Menurut Boyamin, saat ini Penyidik Tindak Pidana Korupsi Kejaksaan Agung sedang menangani perkara tindak pidana korupsi di sektor pertambangan, seperti dalam kasus timah dengan kerugian negara sebesar Rp300 Triliun berdasarkan nilai penghitungan kerugian negara oleh BPKP.
Dikatakan, korupsi di sektor pertambangan dilakukan oleh orang-orang yang memiliki jaringan bisnis ilegal yang kuat. Karena itu kata dia, apabila semua tindak pidana bidang pertambangan ditegakkan dengan hukum administrasi misal hanya pencabutan ijin, denda atau larangan ekspor ( administrative penal law ) maka mereka akan mudah menyelesaikannya dan tidak akan terjadi perubahan tata kelola pertambangan yang lebih baik.
Boyamin menegaskan, seharusnya para aparat penegak hukum bersinergi dan berkolaborasi melakukan keroyokan untuk mendukung penanganan perkara korupsi di sektor pertambangan karena dampaknya sagat besar bagi kerusakan lingkungan dan mengakibatkan kerugian negara yang besar pula.
“Penyidik Tipikor, baik kepolisian, kejaksaan maupun KPK memang berwenang untuk itu, dan tidak ada dan tidak perlu dikhawatirkan, yang satu akan mencaplok kewenangan yang lain,” tandasnya.

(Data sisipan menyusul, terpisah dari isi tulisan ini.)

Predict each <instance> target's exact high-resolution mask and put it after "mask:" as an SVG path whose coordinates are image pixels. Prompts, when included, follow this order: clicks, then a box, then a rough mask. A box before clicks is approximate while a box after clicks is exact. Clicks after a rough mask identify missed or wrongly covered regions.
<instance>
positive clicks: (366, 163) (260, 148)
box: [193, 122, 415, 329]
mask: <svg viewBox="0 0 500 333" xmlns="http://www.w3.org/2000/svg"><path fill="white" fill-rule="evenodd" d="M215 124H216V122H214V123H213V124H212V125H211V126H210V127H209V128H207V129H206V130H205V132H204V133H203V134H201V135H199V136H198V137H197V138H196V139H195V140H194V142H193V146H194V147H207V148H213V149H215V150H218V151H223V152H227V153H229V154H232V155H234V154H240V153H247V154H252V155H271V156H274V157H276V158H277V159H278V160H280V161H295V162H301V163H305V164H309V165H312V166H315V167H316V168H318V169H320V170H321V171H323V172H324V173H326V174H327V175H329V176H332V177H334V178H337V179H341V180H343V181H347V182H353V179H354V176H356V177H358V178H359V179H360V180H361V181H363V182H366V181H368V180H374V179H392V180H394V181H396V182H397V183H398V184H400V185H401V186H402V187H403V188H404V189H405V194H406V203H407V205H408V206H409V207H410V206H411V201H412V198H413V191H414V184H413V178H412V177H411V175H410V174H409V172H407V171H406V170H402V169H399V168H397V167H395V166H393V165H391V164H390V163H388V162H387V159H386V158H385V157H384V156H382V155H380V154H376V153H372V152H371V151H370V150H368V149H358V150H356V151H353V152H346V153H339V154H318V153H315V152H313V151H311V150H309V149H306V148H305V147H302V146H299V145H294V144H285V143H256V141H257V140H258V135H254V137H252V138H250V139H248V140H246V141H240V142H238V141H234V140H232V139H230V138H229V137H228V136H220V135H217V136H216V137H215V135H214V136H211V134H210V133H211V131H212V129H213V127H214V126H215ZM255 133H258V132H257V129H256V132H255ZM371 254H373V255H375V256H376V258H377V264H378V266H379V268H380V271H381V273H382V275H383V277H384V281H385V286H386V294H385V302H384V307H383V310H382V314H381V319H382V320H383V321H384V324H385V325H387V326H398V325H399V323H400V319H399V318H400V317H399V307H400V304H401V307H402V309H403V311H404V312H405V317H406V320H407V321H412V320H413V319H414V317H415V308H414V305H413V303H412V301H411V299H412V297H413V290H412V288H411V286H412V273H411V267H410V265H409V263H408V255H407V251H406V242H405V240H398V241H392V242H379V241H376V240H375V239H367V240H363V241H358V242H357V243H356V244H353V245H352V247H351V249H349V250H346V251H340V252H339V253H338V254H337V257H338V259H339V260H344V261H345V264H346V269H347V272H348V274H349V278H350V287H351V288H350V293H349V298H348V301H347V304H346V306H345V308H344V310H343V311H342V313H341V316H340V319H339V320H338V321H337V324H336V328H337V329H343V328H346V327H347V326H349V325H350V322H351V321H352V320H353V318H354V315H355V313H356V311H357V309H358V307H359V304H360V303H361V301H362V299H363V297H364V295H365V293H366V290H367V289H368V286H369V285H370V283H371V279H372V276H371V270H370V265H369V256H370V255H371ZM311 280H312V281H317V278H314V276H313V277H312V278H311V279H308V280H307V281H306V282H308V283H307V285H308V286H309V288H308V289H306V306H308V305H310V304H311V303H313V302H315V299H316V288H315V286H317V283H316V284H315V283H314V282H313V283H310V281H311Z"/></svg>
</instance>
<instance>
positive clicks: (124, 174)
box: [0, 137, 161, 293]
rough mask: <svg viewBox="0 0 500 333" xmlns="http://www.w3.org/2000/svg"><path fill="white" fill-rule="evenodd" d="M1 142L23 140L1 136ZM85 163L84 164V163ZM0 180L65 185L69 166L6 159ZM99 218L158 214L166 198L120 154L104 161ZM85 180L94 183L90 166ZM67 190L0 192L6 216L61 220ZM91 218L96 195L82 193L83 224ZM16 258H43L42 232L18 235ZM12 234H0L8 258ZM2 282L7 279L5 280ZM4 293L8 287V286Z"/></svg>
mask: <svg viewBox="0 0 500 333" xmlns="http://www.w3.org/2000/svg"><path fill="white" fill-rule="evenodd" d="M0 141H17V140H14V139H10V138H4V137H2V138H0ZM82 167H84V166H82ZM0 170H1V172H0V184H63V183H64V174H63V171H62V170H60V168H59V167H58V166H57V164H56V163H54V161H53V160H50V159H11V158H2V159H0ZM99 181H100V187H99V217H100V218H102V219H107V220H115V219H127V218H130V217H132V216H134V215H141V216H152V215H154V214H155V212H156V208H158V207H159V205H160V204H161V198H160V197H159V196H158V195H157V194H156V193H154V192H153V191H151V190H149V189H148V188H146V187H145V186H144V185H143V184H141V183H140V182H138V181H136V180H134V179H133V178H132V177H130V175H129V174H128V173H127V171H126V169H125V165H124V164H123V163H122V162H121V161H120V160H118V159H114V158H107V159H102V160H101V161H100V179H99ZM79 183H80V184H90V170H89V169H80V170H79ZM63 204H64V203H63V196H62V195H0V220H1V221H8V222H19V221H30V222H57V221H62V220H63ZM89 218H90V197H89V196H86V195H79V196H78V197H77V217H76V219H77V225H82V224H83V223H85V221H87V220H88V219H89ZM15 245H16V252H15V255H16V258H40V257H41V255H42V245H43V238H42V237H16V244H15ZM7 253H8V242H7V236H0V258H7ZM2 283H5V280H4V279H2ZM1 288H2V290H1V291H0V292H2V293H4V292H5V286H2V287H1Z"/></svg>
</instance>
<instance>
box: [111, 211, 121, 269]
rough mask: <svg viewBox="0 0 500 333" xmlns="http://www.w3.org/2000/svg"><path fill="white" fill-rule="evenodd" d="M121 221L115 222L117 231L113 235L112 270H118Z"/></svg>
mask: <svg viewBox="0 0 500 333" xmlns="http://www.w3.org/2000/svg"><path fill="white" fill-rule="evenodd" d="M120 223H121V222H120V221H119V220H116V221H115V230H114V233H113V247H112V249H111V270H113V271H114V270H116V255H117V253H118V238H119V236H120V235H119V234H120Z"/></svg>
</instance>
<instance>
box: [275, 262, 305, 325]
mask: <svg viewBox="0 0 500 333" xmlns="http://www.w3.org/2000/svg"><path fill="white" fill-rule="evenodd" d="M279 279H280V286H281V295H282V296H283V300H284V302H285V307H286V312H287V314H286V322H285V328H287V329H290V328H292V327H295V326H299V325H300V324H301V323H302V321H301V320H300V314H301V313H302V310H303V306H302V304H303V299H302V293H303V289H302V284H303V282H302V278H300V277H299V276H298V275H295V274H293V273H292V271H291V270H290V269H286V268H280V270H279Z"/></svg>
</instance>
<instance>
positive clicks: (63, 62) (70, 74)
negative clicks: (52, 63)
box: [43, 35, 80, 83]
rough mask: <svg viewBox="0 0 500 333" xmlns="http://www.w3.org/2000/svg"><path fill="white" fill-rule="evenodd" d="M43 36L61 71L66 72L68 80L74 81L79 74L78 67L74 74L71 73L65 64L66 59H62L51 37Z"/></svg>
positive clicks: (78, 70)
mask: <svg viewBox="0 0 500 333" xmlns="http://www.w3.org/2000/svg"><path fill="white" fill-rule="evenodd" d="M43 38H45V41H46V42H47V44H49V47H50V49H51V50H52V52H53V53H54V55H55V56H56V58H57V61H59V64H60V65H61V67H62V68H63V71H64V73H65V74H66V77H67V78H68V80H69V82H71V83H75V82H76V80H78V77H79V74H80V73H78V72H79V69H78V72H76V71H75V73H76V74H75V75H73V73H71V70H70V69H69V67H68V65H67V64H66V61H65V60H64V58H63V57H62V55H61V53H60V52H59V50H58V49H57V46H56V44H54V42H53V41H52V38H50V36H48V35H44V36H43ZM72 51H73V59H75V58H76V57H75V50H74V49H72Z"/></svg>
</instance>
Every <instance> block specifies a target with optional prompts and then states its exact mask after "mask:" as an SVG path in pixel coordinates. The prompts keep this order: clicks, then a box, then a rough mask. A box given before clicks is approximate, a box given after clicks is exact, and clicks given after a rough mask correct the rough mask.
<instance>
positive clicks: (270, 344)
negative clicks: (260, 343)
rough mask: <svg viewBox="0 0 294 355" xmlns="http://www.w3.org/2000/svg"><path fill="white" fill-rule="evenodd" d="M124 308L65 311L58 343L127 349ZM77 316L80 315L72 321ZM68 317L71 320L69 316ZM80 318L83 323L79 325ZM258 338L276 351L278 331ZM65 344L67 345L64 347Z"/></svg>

Masyarakat untuk saat ini membutuhkan aparat penegak hukum bersatu padu untuk melawan para koruptor. Keroyok dan ganyang koruptor.
MAKI juga mendorong agar penegak hukum lainnya seperti KPK dan Kepolisian juga dapat menangani perkara-perkara besar dalam tindak pidana korupsi sektor pertambangan.
Boyamin mengancam akan menggugat Praperadilan lawan Kejagung apabila penyidikannya tidak menyasar kepada pemilik keuntungan paling besar yaitu inisial RBS. Pertengahan bulan Juni 2024 akan didaftakan gugatan Praperadilan di Pengadilan Negeri Jakarta Selatan.